Both are generated by Gemini, cached on the row, and stale-detected by rating count.

Standard insights

curl https://app.autousers.ai/api/v1/evaluations/$EVAL_ID/ai-insights \
  -H "Authorization: Bearer $AUTOUSERS_API_KEY"
{
  "id": "ains_clxq3...",
  "evaluationId": "eval_clxq3...",
  "comparisonId": null,
  "insightType": null,
  "recommendation": "Strengthen trust signals on checkout v2 — every persona flagged it.",
  "insights": "Six raters across three personas converged on three themes: ...",
  "structured": {
    "actionItems": [
      {
        "priority": "P1",
        "title": "Add a security badge near the CTA",
        "rationale": "..."
      },
      {
        "priority": "P2",
        "title": "Surface review count on the order summary",
        "rationale": "..."
      }
    ]
  },
  "ratingCountAtGeneration": 24,
  "generatedAt": "2026-05-04T11:05:00.000Z"
}
If the row is stale (i.e. the evaluation has new ratings since generation), the response includes stale: true. Regenerate:
curl -X POST https://app.autousers.ai/api/v1/evaluations/$EVAL_ID/ai-insights \
  -H "Authorization: Bearer $AUTOUSERS_API_KEY"
Per-comparison insights:
curl "https://app.autousers.ai/api/v1/evaluations/$EVAL_ID/ai-insights?comparisonId=$COMP_ID" \
  -H "Authorization: Bearer $AUTOUSERS_API_KEY"

Agreement insights

A separate row keyed on insightType: "agreement". Where standard insights ask “what did raters say?”, agreement insights ask “where did raters disagree, and why?”.
curl https://app.autousers.ai/api/v1/evaluations/$EVAL_ID/agreement-insights \
  -H "Authorization: Bearer $AUTOUSERS_API_KEY"
The narrative is calibrated to the Krippendorff α score:
α rangeTone
α ≥ 0.8”Strong agreement on X, Y, Z. Trust the result.”
0.6 ≤ α < 0.8”Moderate agreement; spotlight on dimension D.”
α < 0.6”Raters disagreed substantially on D and E. Consider re-running with a clearer rubric.”

Costs

Each insight regeneration is a single Gemini completion (~0.0010.001–0.005 depending on rating count). Negligible.

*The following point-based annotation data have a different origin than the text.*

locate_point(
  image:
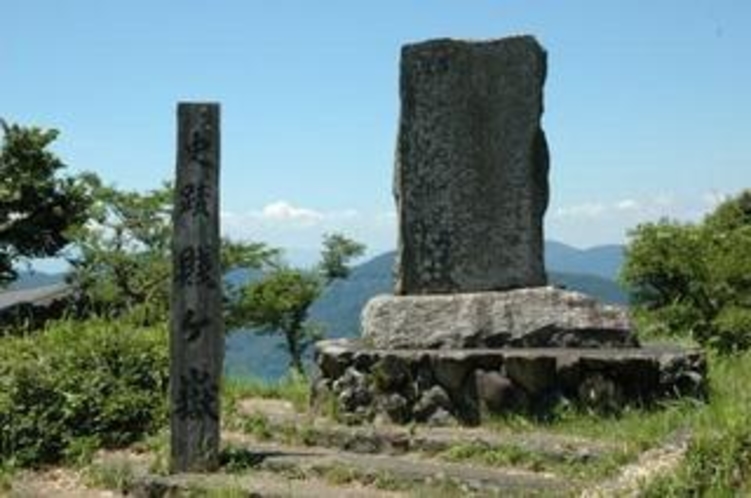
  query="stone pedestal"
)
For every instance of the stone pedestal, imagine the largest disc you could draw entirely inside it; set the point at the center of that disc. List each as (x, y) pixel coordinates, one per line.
(471, 326)
(531, 317)
(440, 387)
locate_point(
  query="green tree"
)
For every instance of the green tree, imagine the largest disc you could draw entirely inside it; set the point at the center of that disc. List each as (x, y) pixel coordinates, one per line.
(695, 279)
(121, 258)
(280, 302)
(37, 207)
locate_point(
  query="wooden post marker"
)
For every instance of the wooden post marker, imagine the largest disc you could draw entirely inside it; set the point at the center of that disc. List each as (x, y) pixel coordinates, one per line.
(196, 327)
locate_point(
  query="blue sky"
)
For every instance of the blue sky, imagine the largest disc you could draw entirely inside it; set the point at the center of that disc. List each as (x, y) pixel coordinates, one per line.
(647, 103)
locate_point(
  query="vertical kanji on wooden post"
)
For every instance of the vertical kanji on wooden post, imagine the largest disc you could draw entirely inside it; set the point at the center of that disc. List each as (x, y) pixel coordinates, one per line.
(196, 328)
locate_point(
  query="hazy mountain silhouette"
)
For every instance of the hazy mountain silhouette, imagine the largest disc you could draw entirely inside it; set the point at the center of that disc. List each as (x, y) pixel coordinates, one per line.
(591, 271)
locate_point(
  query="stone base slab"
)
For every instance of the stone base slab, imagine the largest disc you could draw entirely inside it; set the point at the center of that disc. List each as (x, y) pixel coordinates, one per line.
(445, 386)
(529, 317)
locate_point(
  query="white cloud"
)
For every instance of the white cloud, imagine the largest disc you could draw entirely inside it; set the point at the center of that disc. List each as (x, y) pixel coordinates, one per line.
(627, 205)
(714, 199)
(586, 210)
(283, 211)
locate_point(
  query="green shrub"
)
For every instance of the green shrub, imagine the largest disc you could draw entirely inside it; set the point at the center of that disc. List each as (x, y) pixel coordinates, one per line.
(99, 382)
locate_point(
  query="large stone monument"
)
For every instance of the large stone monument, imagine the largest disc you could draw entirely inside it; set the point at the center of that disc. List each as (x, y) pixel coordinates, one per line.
(471, 324)
(471, 180)
(196, 323)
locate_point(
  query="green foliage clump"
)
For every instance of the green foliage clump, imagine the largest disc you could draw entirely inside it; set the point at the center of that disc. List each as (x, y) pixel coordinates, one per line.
(38, 208)
(281, 300)
(694, 280)
(99, 382)
(122, 261)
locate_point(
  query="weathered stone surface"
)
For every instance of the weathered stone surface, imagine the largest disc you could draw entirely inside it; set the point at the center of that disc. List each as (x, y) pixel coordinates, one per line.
(496, 392)
(535, 317)
(438, 386)
(471, 182)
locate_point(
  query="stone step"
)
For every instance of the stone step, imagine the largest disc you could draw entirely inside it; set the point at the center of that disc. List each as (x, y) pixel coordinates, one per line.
(316, 461)
(281, 420)
(256, 484)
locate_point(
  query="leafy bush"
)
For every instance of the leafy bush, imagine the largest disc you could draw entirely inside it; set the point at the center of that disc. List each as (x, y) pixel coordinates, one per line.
(694, 280)
(80, 385)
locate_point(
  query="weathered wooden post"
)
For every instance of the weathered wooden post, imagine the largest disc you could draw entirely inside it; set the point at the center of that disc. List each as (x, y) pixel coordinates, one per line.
(196, 328)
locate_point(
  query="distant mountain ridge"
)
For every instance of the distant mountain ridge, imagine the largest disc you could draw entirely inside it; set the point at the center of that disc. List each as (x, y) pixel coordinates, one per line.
(592, 271)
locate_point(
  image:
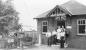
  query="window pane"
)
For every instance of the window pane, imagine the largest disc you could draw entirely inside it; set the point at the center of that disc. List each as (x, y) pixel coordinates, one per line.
(44, 23)
(81, 29)
(44, 28)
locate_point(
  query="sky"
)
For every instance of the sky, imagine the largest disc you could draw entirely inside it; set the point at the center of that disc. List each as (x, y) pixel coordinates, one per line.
(28, 9)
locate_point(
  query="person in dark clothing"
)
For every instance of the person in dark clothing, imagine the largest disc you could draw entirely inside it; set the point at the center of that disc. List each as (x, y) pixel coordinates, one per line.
(62, 41)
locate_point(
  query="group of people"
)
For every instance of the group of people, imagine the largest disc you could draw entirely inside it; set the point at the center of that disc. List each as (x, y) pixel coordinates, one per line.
(56, 36)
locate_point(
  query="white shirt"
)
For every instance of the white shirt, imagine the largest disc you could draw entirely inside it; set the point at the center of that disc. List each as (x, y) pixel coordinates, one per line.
(62, 33)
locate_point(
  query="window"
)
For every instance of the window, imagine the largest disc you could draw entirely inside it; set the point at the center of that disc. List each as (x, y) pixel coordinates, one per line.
(81, 25)
(44, 26)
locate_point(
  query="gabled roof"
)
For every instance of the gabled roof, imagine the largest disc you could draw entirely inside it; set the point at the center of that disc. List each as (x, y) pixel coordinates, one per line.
(74, 7)
(71, 7)
(43, 15)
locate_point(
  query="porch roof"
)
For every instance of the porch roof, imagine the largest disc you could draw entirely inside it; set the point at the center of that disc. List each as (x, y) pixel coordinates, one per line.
(73, 7)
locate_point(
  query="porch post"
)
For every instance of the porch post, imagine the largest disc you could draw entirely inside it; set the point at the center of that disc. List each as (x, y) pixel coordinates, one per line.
(39, 40)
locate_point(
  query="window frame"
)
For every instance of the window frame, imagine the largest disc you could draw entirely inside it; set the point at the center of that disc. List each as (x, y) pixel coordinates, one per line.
(44, 25)
(78, 27)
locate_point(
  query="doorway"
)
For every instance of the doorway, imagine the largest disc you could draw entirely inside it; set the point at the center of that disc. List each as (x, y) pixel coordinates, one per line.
(61, 23)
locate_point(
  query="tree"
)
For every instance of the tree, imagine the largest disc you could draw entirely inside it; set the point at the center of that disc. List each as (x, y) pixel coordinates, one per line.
(8, 18)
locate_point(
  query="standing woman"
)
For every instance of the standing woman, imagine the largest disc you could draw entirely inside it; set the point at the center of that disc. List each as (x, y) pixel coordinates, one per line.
(48, 35)
(58, 34)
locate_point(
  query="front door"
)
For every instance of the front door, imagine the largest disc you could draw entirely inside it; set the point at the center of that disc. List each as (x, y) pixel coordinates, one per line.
(61, 23)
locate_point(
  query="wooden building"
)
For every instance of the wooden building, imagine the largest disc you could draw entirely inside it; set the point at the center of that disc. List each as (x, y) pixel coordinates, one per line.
(72, 15)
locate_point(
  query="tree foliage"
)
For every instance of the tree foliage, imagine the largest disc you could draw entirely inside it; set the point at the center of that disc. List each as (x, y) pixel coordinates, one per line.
(8, 18)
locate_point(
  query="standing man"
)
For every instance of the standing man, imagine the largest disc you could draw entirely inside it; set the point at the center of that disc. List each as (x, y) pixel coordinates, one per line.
(48, 35)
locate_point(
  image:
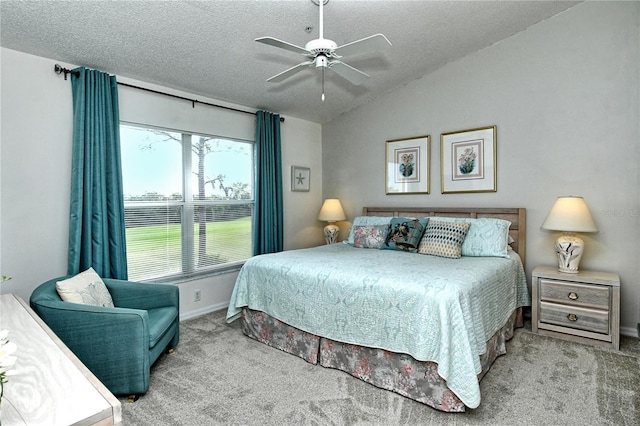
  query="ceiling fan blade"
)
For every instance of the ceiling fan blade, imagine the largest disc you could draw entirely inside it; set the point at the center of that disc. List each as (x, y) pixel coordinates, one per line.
(288, 73)
(348, 72)
(367, 44)
(283, 45)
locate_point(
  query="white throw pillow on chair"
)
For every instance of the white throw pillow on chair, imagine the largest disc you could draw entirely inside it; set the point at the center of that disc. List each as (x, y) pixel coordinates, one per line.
(86, 288)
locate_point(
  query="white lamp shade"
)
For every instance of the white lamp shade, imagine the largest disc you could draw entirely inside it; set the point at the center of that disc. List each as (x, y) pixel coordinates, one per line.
(570, 214)
(331, 211)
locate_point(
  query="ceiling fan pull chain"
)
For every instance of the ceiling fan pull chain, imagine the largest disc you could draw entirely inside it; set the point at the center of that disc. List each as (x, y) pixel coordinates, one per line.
(320, 3)
(322, 80)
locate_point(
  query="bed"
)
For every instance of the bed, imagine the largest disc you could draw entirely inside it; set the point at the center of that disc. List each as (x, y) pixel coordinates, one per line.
(425, 326)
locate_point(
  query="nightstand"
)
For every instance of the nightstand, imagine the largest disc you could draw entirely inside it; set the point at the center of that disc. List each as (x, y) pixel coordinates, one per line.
(582, 307)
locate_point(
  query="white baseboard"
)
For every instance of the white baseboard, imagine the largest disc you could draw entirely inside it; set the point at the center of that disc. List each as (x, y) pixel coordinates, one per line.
(206, 310)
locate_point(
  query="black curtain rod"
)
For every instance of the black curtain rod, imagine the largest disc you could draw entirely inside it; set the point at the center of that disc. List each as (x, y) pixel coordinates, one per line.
(59, 70)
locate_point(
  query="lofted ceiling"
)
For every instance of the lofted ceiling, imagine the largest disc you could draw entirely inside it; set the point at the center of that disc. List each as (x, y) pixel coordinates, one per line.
(207, 47)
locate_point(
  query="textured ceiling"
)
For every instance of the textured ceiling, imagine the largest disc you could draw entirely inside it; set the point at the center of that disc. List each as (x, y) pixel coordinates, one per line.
(208, 48)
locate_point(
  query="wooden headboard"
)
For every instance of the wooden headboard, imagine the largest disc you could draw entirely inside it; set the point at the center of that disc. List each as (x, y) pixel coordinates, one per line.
(517, 217)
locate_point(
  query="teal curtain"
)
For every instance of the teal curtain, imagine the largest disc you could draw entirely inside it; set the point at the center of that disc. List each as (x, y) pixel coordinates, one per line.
(267, 217)
(96, 223)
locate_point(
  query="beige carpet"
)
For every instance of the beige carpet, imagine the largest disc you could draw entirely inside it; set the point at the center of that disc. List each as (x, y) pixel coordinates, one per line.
(217, 376)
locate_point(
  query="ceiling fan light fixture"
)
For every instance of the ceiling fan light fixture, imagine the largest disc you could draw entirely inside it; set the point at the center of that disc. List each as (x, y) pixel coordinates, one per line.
(322, 61)
(324, 53)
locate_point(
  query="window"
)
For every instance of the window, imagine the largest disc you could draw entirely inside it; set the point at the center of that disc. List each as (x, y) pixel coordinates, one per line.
(188, 201)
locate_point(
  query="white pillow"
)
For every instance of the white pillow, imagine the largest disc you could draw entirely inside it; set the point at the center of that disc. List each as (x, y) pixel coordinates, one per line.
(487, 237)
(86, 288)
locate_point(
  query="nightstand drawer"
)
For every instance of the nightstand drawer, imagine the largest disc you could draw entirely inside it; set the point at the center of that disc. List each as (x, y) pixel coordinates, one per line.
(593, 320)
(569, 293)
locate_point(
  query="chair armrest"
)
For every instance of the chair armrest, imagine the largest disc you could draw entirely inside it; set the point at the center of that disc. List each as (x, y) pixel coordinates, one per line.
(135, 295)
(112, 342)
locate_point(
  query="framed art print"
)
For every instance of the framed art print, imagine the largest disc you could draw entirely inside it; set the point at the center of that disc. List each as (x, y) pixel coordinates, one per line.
(300, 178)
(408, 165)
(468, 160)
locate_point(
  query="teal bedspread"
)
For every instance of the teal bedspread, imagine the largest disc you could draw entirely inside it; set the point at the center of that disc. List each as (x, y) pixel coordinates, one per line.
(432, 308)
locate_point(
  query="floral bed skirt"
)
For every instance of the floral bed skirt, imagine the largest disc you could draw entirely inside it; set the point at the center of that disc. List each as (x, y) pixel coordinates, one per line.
(400, 373)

Doesn’t count against autouser quota; counts against the per-user platform Gemini quota only when on the platform key (User.geminiApiKey BYOK callers don’t count).

Caching

We don’t auto-regenerate. The cache is invalidated only when you POST to the /ai-insights route. This keeps the cost predictable and prevents accidental cost cascades when a flurry of ratings comes in. A typical pattern in CI:
// 1. Wait for autouser_run.completed webhooks until all expected runs finish.
// 2. Fetch insights once.
// 3. Pin to the report.
const insights = await fetch(
  `https://app.autousers.ai/api/v1/evaluations/${evalId}/ai-insights`,
  { method: "POST", headers: { Authorization: `Bearer ${KEY}` } }
).then((r) => r.json());

writeReport(insights.recommendation, insights.structured.actionItems);

Limitations

  • The model has access only to the rating data, not the actual designs. If you want it to reason about visual fidelity, post screenshots as files and reference them from customDimensions[].context.
  • Insights do not include dimensional scores you didn’t actually collect. If you want it to reason about Accessibility, include an Accessibility dimension on the template.
  • Output is in English regardless of Autousers-Locale (currently no i18n on this surface — on the roadmap).